08-14 February 2023

Professor Doctor James R. Bozeman Jr.

Home Institution
American University of Malta, Malta

Host Contact
Dr. Veronica Andrea Gonzalez Lopez and Dr. Jesus Enrique Garcia,

Host Institution
Universidad de Campinas, Brazil

Aim of the mission
The purpose of this STSM is to complete work already begun on finding the probability that sequences of bases in DNA that are likely to be in the left-handed form, i.e. the Z-DNA conformation, occur in certain full DNA sequences. One of the researchers in Brazil that the proposer will be visiting on this mission, Dr. Veronica Andrea Gonzalez Lopez, has developed, with colleagues, a local metric from a distance measure between samples coming from discrete Markovian processes. They use the metric to decide if 2 independent samples are governed by the same Stochastic Law. This technique was applied to the Stochastic Profile of Strains of the Zika virus utilizing the 4 bases of DNA. They find the probability of one base following another in the genomic sequence. This last is accomplished in a computer program written by the other researcher with whom the proposer will be working while in Brazil, Dr. Jesus Enrique Garcia. While in Brazil, we will be applying the methodology above to find the
probability of potential Z-DNA forming sequences (ZFSs) occurring in rodent parvoviruses, salmonella, and certain carcinogens. The work already begun on Sars Covid-19 will also be completed.

Summary of the Results

During the STSM the probabilities of potential Z-DNA forming sequences (ZFS) occurring in numerous genomes were found.
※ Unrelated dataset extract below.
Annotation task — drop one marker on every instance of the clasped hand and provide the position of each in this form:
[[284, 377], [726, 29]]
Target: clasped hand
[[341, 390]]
These genomes included SARS Covid-19, Salmonella, Rodent Parvoviruses and some cancer-causing chemicals, which were already known to have ZFS. More importantly, we also found such sequences in the Epstein-Barr virus, which had not been checked previously for
ZFS, and calculated the probabilities of those subsequences occurring. Included in this work above we also found the probability with which the other bases appeared before the beginning of the potential ZFS. The work in this paragraph was mostly done by Dr. Jesus Enrique Garcia, who is a Probabilist.

The other collaborator, Dr. Veronica Andrea Gonzalez Lopez, a Statistician, applied the local metric from a distance measure between samples coming from discrete Markovian processes to these genomic sequences and the ZFS subsequences. For instance, she looked at one cancer-causing chemical with ZFS and one without and compared the two. A partition Markov model is to be applied to all of these sequences and ultimately we plan to form a classification of them (see the next section).
The proposer, who is a low-dimensional topologist, is utilizing the work above while examining the 3-dimensional conformation of the DNA molecule. For example, DNA supercoils in the cell and negative supercoiling favors the left-handed Z-form of the molecule (note that topoisomerases can relax negative supercoiling). There are also proteins which only bind to Z-regions. Finally, there are anti-Z-DNA antibodies associated with the cancer-causing chemicals noted above.

New avenues of research were also discovered. One is the application of our techniques to the Epstein-Barr virus, as noted above. The other is the realization that we can form a classification of the DNA sequences and ZF subsequences, utilizing the partition Markov model. Some others include:
1. Finding the probability of the different bases that appear at the end of a ZFS.
2. Finding the total occurrences of ZFS in as many genomes as possible and then calculating the total appearances of same and comparing the result to the findings in the literature.
3. Answering the following questions: If a single different base appears in a ZFS can it still take on the left-handed form? We plan to use the Levenshtein distance to answer this question; Can different ZFS which are concatenated still flip to left-handed form?
4. Finally, apply the idea of microsatellites, which we just discovered, to our work.
The work already done in Brazil is publishable, however we may wait to prepare a paper until we complete the new items outlined above. Without doubt we will be presenting our findings at conferences this year.